Ingredients
1-½ cups frozen Dole IQF Cranberries
1-½ cups granulated sugar
1 tsp grated orange peel
½ cup orange juice
3 cups frozen Dole IQF Blueberries part thawed drained
6 Tbsp cornstarch
¼ cup water
½ cup all-purpose flour
½ cup quick cooking oats
¼ cup packed brown sugar
½ tsp ground cinnamon
½ tsp salt
¼ cup butter softened
Pastry for 9-inch pie shell
Directions
- Preheat oven 400ºF.
- Combine cranberries, sugar, and orange juice in large saucepan. Bring to boil, stirring occasionally. Cook over medium heat until cranberries begin to pop, 4 to 5 minutes. Add blueberries.
- Stir together cornstarch and water in small bowl; add to berry mixture. Cook, stirring, until thickened, 8 to 10 minutes. Remove from heat.
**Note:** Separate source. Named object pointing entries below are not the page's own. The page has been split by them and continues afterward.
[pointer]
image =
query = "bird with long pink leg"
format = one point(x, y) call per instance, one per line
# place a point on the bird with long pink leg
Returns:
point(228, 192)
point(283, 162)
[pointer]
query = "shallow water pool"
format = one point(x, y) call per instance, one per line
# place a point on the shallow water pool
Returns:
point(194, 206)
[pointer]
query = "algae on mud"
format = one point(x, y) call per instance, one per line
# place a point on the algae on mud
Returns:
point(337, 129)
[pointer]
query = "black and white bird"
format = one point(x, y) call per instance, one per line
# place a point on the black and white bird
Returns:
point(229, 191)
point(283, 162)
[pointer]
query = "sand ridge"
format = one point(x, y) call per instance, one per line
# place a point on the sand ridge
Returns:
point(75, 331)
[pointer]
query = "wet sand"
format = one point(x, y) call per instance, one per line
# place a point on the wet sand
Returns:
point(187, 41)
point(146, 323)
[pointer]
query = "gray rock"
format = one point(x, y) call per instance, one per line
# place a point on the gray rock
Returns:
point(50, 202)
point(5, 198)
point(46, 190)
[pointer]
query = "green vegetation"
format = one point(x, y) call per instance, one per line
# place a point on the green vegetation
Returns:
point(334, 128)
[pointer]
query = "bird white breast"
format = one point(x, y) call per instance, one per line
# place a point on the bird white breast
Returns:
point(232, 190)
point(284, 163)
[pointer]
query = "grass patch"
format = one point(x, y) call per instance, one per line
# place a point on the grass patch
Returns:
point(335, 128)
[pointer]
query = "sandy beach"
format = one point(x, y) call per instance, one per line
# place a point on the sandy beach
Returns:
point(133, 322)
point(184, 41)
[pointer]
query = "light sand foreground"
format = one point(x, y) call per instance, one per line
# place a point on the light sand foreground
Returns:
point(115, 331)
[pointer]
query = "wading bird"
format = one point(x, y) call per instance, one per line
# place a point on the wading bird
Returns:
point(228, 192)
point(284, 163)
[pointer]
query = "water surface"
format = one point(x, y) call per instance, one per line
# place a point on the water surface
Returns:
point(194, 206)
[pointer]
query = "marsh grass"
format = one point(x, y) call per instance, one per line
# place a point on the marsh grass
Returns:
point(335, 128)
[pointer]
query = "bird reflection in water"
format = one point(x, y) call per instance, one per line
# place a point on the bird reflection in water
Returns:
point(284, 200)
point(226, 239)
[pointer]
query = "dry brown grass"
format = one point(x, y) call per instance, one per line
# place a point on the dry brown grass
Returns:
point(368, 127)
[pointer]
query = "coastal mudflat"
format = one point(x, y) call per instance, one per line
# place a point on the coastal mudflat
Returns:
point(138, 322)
- Combine flour, oats, brown sugar, cinnamon and salt in medium bowl. Cut in butter with pastry blender or two forks until crumbled.
- Press pastry into pie dish; turn under and flute edges. Pour in thickened berry mixture. Spoon crumb mixture over top.
- Cover edge of crust with strips of aluminum foil to prevent over browning. Bake until crumb topping is lightly browned, 25 to 30 minutes. Cool well or chill before cutting.